ゴルトンは、親と成人した子供の身長についてのデータを取り、
親の身長に対して、子供の身長の平均値と標準偏差を確認し、
次のことを導き出しました。

低い身長の親から生まれる子供は、それよりも少し高い身長となる傾向があること
高い身長の親から生まれる子供は、それよりも少し低い身長となる傾向があること

とくに親の身長が平均から離れていて、
とても高い、またはとても低いほど、
この傾向が強く見られました。
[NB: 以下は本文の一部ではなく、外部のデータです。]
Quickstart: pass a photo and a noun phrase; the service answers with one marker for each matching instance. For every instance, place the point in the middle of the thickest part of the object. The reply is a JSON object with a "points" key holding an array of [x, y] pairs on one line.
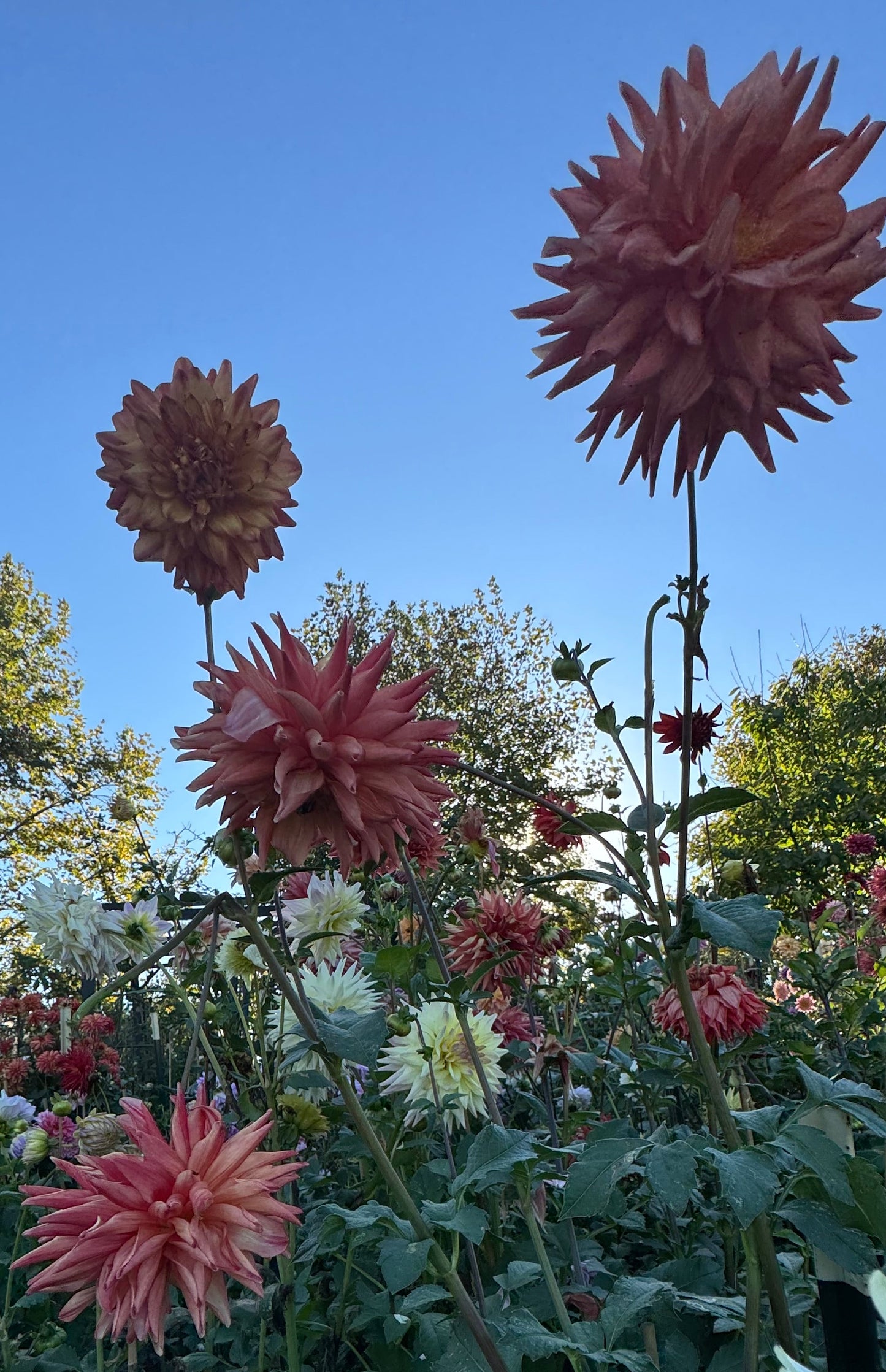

これが平均への回帰なのです。

例えば、とても良い点を出した後は、
次はそれよりも低く出る傾向になります。

逆に低いときは、次は高くなる傾向になります。

・痛みがひどいときに、お祈りをしてもらうと痛みが和らいだ。
・ひどい成績だったので、厳しくしかったら、成績が上がった。

このように、ある現象のピークや例外的な状態のときは、
その次は「平均への回帰」のために、そのピークよりも平均に近いことが、
起きる確率が高くなります。

これを、痛みが強いときの「お祈り」が、痛みを和らげた、
ひどい成績のときの「叱ったこと」から、成績が上がった、

と、ただ単に平均に近くなるという、
自然の変動の傾向が出ただけにも関わらず、
存在しない因果関係を作り出してしまうことを、
「回帰の誤謬(ごびゅう)」といいます。

「勘違い」と、いうとわかりやすいでしょうか。

つまり、

「やらないときには、叱るとやる」
「やっているときに、褒めてもやらなくなる」

というのは、
「平均への回帰」が起きているだけであり、
叱ったから、褒めたから、というのは、
「回帰の誤謬」になっている、ということなのです。

「やっているとき」は、そのあとは「やらなくなる」傾向があり、
「やっていないとき」は、そのあとは「やるようになる」傾向がでるのは、
平均への回帰を考えると、自然的で当たりまえなのですね。

そして、やっているときに「褒める」ので、
「褒める」とやらなくなるような気がして、
やっていないときに「叱る」ので、「叱る」と、
「やるようになる」気がするだけの「誤謬」なのです。

そして、長期的に行動を見ていくと、
やはり原則通り、行動のあとに褒めることで、
自発的な行動の出現は増えるという結果が出ています。

一度や二度の結果では、
回帰の誤謬により、
うまくいかない気がしますが、
大事なのは長期的に測定していき、
行動が増えているということを見つけられること。

やはり測定は大事。

「見える行動・測れる向上」を、
しっかりやっていきましょう。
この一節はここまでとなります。